En effet, il paraissait, brandissant sa terrible canne, marchant dans l’herbe à grandes enjambées et m’invectivant, dans la langue pittoresque de la Gascogne, d’où il était.

J’avais vite fait de détaler et il avait beau courir !

Notre manœuvre consistait à regagner à toutes jambes, par un grand détour, la route de Châtillon, pour rentrer par la porte de la maison ouvrant de ce côté. Quand le grand-père revenait, hors d’haleine, par le jardin, je me cachais, afin de laisser passer sa colère.

Le soir, à table, pour me punir, on changeait mon couvert de place. Je n’étais pas à côté de grand-père ! Je me montrais sensible à cette privation, — qui ne me privait guère, — pour qu’on n’imaginât pas d’autres représailles.

Elle était bien extraordinaire cette table où nous dînions.
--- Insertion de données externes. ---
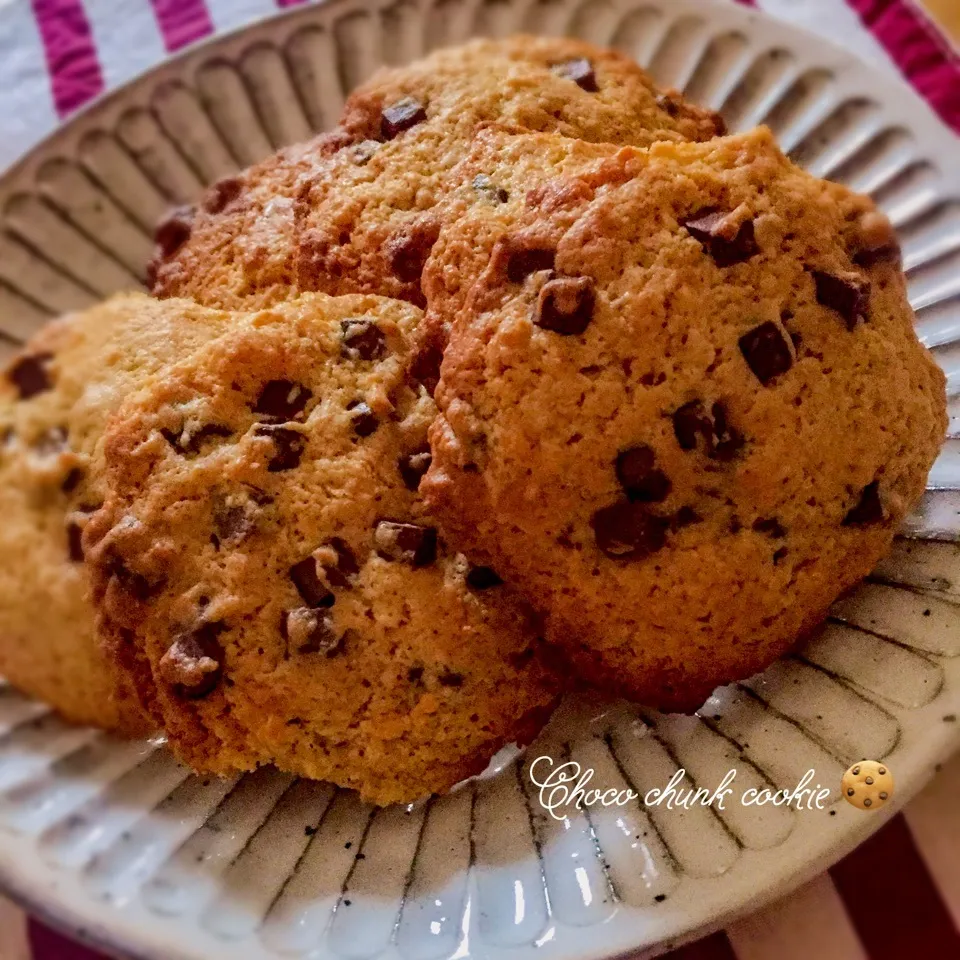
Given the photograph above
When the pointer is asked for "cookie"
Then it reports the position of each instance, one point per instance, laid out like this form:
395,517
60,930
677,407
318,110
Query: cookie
683,409
355,210
55,397
270,579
En acajou, foncé comme un beau marron d’Inde, d’une taille inusitée, elle eût empli toute la salle si on avait essayé d’en déplier les battants, épais de plusieurs centimètres. Aussi était-elle accotée à la plus longue cloison et toujours repliée, sauf aux heures des repas on relevait un battant. Nous y étions drôlement installés, à côté les uns des autres, sur un seul demi-cercle ; avec la muraille pour vis-à-vis.